The SEA.1 was a Belgian, multi-purpose, light twin engine monoplane flown in 1936. Only one was built; it was later converted into a single engine aircraft and used by the military.

==Design==
The SEA-1 was the first aircraft built by the Société Belge d'Etudes Aéronautiques to their own design. It was intended to be capable of many rôles, both civil and military, in the same way as the Avro Anson and Potez 26 families. It was an up-to-date aircraft with a simple structure, not needing advanced construction skills or facilities.

In plan its cantilever low wing was strongly straight tapered, with almost all the sweep on the trailing edge. The wingtips were semi-elliptical. It had a one-piece, wooden, two box spar structure with plywood skin. The outer parts of the wing carried broad chord, fabric covered ailerons with flaps inboard from the ailerons to the fuselage.

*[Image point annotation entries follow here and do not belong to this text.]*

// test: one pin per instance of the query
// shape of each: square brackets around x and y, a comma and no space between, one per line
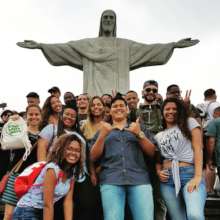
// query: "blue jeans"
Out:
[186,206]
[27,213]
[139,197]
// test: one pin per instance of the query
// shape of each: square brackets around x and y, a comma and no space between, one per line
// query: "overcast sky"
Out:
[147,21]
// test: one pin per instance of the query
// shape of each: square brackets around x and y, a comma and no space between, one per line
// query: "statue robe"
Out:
[106,61]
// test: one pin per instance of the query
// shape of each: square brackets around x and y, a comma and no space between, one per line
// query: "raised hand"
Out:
[134,128]
[163,175]
[186,99]
[187,42]
[193,184]
[30,44]
[105,129]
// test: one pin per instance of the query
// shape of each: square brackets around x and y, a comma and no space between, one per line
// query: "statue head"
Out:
[108,24]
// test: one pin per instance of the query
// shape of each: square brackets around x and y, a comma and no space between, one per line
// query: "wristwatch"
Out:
[141,135]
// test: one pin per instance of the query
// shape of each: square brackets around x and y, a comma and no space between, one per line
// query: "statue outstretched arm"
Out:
[187,42]
[30,44]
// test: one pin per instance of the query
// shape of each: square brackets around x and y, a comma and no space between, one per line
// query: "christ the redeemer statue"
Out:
[106,60]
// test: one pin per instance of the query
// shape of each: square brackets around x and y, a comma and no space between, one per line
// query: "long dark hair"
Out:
[75,127]
[181,116]
[90,115]
[57,153]
[46,111]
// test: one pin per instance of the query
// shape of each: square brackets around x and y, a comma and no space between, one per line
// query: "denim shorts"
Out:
[186,173]
[27,213]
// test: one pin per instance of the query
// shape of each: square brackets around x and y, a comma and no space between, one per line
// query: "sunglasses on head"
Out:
[151,90]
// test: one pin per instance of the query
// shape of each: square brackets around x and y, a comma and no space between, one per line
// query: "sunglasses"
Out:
[151,90]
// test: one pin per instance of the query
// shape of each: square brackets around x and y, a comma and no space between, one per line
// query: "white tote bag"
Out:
[15,135]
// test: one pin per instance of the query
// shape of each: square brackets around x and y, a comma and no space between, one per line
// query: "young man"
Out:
[213,142]
[33,98]
[55,91]
[83,106]
[149,111]
[151,119]
[132,101]
[121,149]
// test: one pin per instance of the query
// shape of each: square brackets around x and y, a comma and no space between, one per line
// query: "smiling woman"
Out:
[180,171]
[64,166]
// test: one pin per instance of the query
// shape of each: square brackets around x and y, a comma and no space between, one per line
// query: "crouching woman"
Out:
[55,181]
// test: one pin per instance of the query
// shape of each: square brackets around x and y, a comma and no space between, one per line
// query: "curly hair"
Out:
[181,116]
[90,115]
[57,154]
[46,111]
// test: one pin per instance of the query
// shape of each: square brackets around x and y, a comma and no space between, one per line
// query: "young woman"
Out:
[56,180]
[180,171]
[67,122]
[50,111]
[95,117]
[33,113]
[87,197]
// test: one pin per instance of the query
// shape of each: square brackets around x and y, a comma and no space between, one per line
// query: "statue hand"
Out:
[187,42]
[30,44]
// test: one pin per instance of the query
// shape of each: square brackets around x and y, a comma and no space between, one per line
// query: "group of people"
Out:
[110,158]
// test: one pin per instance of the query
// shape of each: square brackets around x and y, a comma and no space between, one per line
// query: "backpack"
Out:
[15,136]
[27,178]
[203,109]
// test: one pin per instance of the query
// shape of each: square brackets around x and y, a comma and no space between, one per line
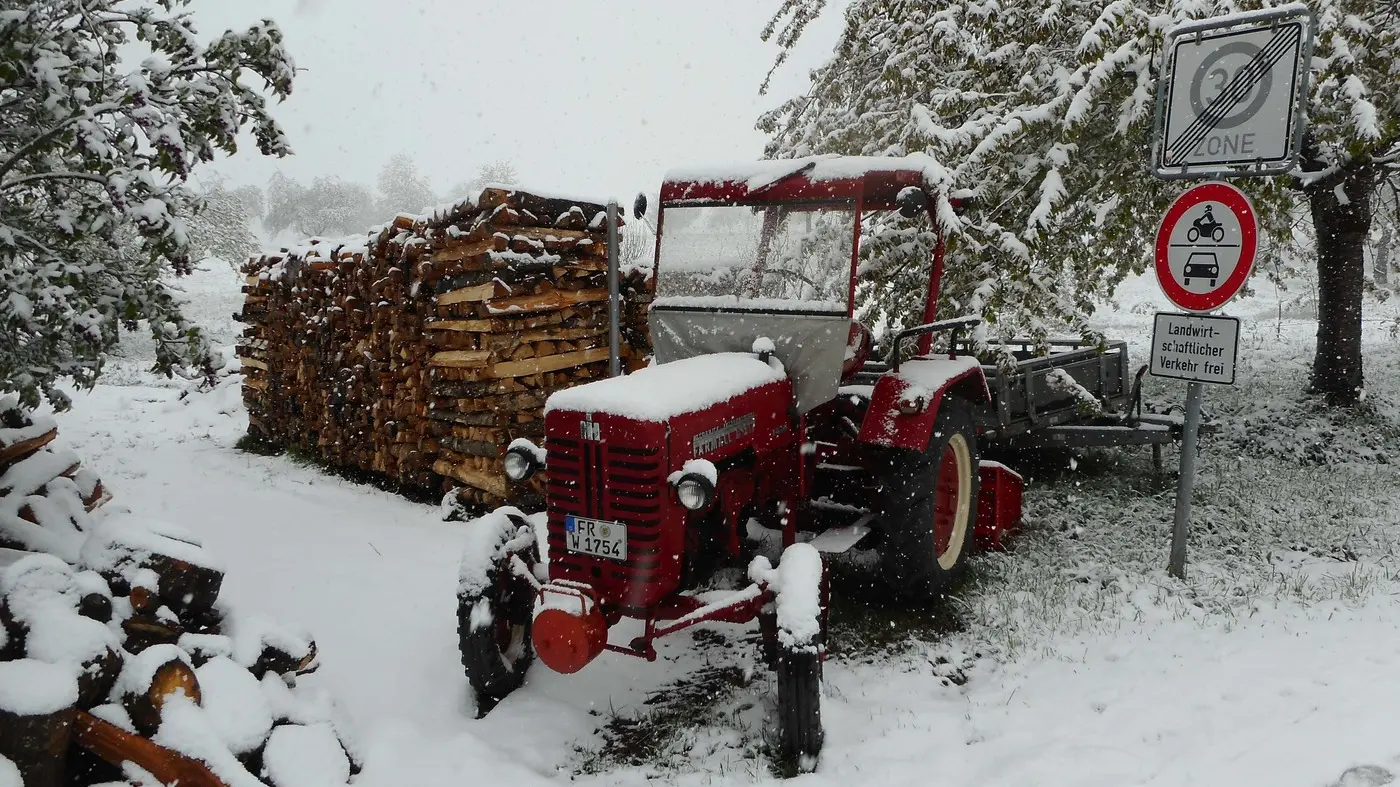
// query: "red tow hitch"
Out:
[570,630]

Its 165 hp, five cylinder Armstrong Siddeley Genet Major IA radial engines were mounted close to the fuselage, well ahead of the leading edges. They were enclosed in broad chord cowlings, with long nacelles behind them that reached to the trailing edges. Their fuel tanks were in the wing.

The slim, tapered, flat-sided fuselage was built around four chrome-molybdenum steel longerons and was fabric covered. Its enclosed cockpit had side-by-side seats at the leading edge, with a cabin behind them lit by four windows on each side and fitted with up to six passenger seats. It was entered by a large, port-side door. At the rear, the tapered horizontal tail was mounted close to the top of the fuselage and carried inset, trim tab-assisted elevators. The SEA-1 had a small fin but a large, rounded, balanced rudder which was also tab-assisted. The tail surfaces were all ply covered.

The SEA-1 had a retractable undercarriage. Its low pressure mainwheels were fork-mounted with oleo strut shock absorbers under the engines, resulting in a track of 3.20 m; the wheels were enclosed in the nacelles in flight. There was a small tailwheel on the fuselage under the rudder.

==Development==

The SEA-1 was registered as a Peetermans SEA.1, OO-PET, on 28 May 1936. The date of its first flight is not known but by early September 1936 it had flown for fifteen hours. It appeared at the Brussels Aero show in 1937, which opened on 26 May, but by mid-1938 it had undergone major revisions which replaced the twin Genet Majors with a single 260 hp, seven cylinder Armstrong Siddeley Cheetah radial and also replaced the retractable undercarriage with fixed gear.

It was removed from the civil register on 7 July 1938 and used as a training machine by the Belgian forces.